In their press release concerning Elaf’s removal, Treasury cited the fact that Elaf undertook a number of steps which led to their removal, which by OFAC standards occurred very rapidly. First, Elaf engaged Treasury immediately upon their designation. Second, Elaf appropriately identified the basis of their designation, the provision of significant financial transactions for Export Development Bank of Iran (EDBI), and took steps to terminate that relationship. Those steps included freezing EDBI’s accounts, and reducing their overall exposure to the Iranian financial sector. As I have noted previously, speed, accurate identification of the basis of the designation, and addressing that basis, are the keys to being removed from the OFAC Specially Designated Nationals and Blocked Persons List (SDN List). It appears the same holds true for the Part 561 List, which follows the same administrative removal process as the SDN List.
Treasury’s actions demonstrate once again that removal of an OFAC designation is possible if addressed in the appropriate manner.

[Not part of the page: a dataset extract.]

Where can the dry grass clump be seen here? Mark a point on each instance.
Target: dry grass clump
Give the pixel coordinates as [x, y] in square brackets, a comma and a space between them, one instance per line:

Foreign financial institutions still dealing with Iran may want to pay heed to the actions of Elaf. The U.S. Congress and many pro sanctions groups in Washington are pushing for more aggressive enforcement and implementation of the types of sanctions that Elaf faced. If they get their way, a number of foreign financial institutions may find themselves having to follow the model Elaf set forth for removal from the Part 561 List or from the OFAC SDN List itself.